Platform comparison
| Platform | YES odds | NO odds | Fee | KYC | Settlement | |
|---|---|---|---|---|---|---|
Polymarket (via Polymarket Alternative) Pick polygram.ink (preferred broker) |
18% | 82% | 0% (USDC on-chain) | No-KYC up to $1,500 | USDC, auto via UMA oracle | Open the market → |
Polymarket (direct) polymarket.com |
18% | 82% | 0% | Geo-blocked in US/UK/EU | USDC, on-chain | Open the market → |
Kalshi kalshi.com |
— | — | Up to 7% per trade | US-only, KYC required | USD | Open the market → |
Betfair Exchange betfair.com |
— | — | 2-5% commission | Full KYC from first trade | GBP / EUR | Open the market → |
Manifold Markets manifold.markets |
— | — | Play-money (mana) | None — play-money | Mana (no cash-out) | Open the market → |
Outcome probabilities
Current market-implied probability for each outcome, from the live order book.
| Outcome | Probability |
|---|---|
| July 31 | 18% |
| June 30 | 1% |
| June 26 | 0% |
Market context
On 14 June 2026, the United States and Iran signed a memorandum of understanding that halted immediate conflict and established a 60-day window to negotiate a final peace deal, including the reopening of the Strait of Hormuz and an end to hostilities in Lebanon. The agreement grants Iran significant economic relief and sanctions suspension, contingent on a long-term moratorium on uranium enrichment and the down-blending of its highly enriched stockpile under IAEA supervision[1][3].

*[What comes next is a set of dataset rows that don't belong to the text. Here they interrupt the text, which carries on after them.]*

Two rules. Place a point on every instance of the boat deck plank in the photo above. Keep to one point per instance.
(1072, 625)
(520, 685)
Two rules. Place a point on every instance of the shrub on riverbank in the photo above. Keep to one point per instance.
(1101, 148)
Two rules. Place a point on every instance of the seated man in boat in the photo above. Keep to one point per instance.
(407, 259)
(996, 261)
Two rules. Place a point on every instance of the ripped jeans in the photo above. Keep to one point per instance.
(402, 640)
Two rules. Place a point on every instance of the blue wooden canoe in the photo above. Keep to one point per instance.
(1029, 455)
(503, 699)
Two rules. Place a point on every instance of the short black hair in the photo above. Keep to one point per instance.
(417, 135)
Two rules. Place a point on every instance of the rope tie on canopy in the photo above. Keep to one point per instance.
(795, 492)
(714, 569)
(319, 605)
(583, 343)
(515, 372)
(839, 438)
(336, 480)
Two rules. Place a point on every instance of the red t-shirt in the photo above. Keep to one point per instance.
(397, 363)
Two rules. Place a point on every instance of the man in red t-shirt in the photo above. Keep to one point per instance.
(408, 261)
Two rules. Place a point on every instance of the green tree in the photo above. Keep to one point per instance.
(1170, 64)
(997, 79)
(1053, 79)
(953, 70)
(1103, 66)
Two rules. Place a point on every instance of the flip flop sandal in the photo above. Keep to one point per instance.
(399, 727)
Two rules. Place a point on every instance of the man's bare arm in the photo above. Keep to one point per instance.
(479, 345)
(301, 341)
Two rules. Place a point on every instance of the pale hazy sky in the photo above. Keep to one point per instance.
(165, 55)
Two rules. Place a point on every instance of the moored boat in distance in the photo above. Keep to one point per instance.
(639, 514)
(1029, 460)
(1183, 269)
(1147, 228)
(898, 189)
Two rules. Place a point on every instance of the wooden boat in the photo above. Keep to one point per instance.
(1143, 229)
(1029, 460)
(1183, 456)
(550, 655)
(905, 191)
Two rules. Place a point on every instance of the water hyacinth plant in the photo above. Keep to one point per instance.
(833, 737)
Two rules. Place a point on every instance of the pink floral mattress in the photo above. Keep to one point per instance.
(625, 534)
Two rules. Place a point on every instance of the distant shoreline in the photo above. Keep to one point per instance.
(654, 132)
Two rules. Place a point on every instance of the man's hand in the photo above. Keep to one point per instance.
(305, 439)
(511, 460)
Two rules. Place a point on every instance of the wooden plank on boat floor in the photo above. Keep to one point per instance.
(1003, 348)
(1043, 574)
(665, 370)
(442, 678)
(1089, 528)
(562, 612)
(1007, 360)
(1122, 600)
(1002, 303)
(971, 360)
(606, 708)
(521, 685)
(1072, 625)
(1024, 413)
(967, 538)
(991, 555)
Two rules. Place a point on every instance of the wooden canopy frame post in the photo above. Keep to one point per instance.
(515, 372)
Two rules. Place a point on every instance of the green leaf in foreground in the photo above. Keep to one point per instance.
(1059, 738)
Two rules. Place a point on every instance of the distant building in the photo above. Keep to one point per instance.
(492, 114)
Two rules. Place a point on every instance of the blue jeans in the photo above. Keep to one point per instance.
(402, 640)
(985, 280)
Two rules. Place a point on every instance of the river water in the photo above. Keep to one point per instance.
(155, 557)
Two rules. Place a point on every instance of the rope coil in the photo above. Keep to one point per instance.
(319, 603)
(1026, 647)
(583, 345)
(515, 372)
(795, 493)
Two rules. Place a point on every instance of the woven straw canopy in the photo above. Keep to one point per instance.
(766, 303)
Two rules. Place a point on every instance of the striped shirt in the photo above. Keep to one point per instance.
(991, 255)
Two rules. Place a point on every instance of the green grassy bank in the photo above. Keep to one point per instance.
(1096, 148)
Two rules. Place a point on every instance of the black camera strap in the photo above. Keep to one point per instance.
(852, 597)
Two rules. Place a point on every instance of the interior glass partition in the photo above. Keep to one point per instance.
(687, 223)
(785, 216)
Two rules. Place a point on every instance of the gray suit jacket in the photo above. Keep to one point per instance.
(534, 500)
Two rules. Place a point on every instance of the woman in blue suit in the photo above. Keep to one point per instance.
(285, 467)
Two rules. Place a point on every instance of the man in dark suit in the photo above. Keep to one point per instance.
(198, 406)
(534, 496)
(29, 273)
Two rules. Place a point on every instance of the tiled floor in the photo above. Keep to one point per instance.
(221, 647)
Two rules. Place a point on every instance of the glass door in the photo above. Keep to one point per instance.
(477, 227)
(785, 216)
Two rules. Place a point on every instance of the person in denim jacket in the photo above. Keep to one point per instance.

Historically, US-Iran negotiations have collapsed due to deep mistrust and unmet preconditions, such as Trump’s 2025 demands for uranium delivery and asset freezes, which stalled talks until a ceasefire framework emerged[3]. With only a 1% crowd-implied probability that Iran will terminate the process, the market reflects confidence that the immediate sanctions relief and blocked asset access (estimated at $80–100 billion) outweigh the risks of withdrawal[2][5]. Platforms diverge here: Polymarket uses decimal odds without KYC, while Kalshi and Betfair require identity verification and quote implied probabilities, affecting liquidity depth on such low-probability events.
Traders should monitor official Iranian statements regarding the 60-day negotiation deadline and any US delays in lifting the naval blockade, as Paragraph 4 mandates full removal within 30 days[4]. Analysts warn that a lack of trust could still collapse talks before the deadline expires[10]. Recent reporting from the Soufan Center confirms Iran has already received legislative waivers for asset sales, reinforcing the incentive to continue negotiations[5]. On Kalshi, fees are higher for low-volume contracts, whereas Polymarket’s fee structure may offer better value for speculative positions on this specific outcome.
Methodology
We read Iran announces withdrawal from MOU negotiations by 2026? from four platform perspectives: Polymarket (on-chain CLOB), Kalshi (CFTC-regulated exchange), Betfair Exchange (sports book exchange), Smarkets (peer-to-peer betting exchange). Polymarket's live mid is the canonical probability; the side-by-side columns benchmark fees, KYC, settlement currency and deposit rails so you can choose the venue that fits your jurisdiction and trade size.
Resolution & payout
Polymarket settles via UMA Optimistic Oracle on Polygon. A proposer posts the outcome with a bond, the two-hour window runs, then the smart contract pays USDC.
Kalshi settles USD through the CFTC-regulated clearinghouse — the cleanest variant, with heavier KYC. Betfair Exchange settles in account currency (GBP/EUR), net of 2-5% commission. Smarkets follows the same model as Betfair with a lower default 2% commission.
FAQ
- Polymarket vs Kalshi — which is better?
- Depends on your location. Kalshi is CFTC-regulated, US-only with full KYC. Polymarket is global, on-chain, no KYC up to $1,500. Polymarket has ~10x higher liquidity but higher regulatory risk.
- Which platform has the deepest liquidity?
- Polymarket — by a wide margin. Top markets reach $50-500M volume, Kalshi ~$200M cumulative, Betfair similar. Deeper liquidity means your trade moves the quote less.
- Is Betfair a Polymarket alternative?
- Only partially. Betfair Exchange is UK-focused with a sports-betting emphasis; they have politics markets but with thinner liquidity than Polymarket. Settlement in GBP/EUR, 2-5% commission on winnings.
- What about Smarkets as an alternative?
- Smarkets is a UK betting exchange with a lower default commission (2%) than Betfair. Liquidity on political markets is below Polymarket, comparable to Kalshi. Geo-blocked in many jurisdictions.
- Which platform is accessible globally?
- Polymarket is geo-blocked in the US/UK/EU. Kalshi is US-only. Betfair and Smarkets are UK-restricted. Polymarket Alternative has a different geo footprint and routes to Polymarket's order book at 0% fees.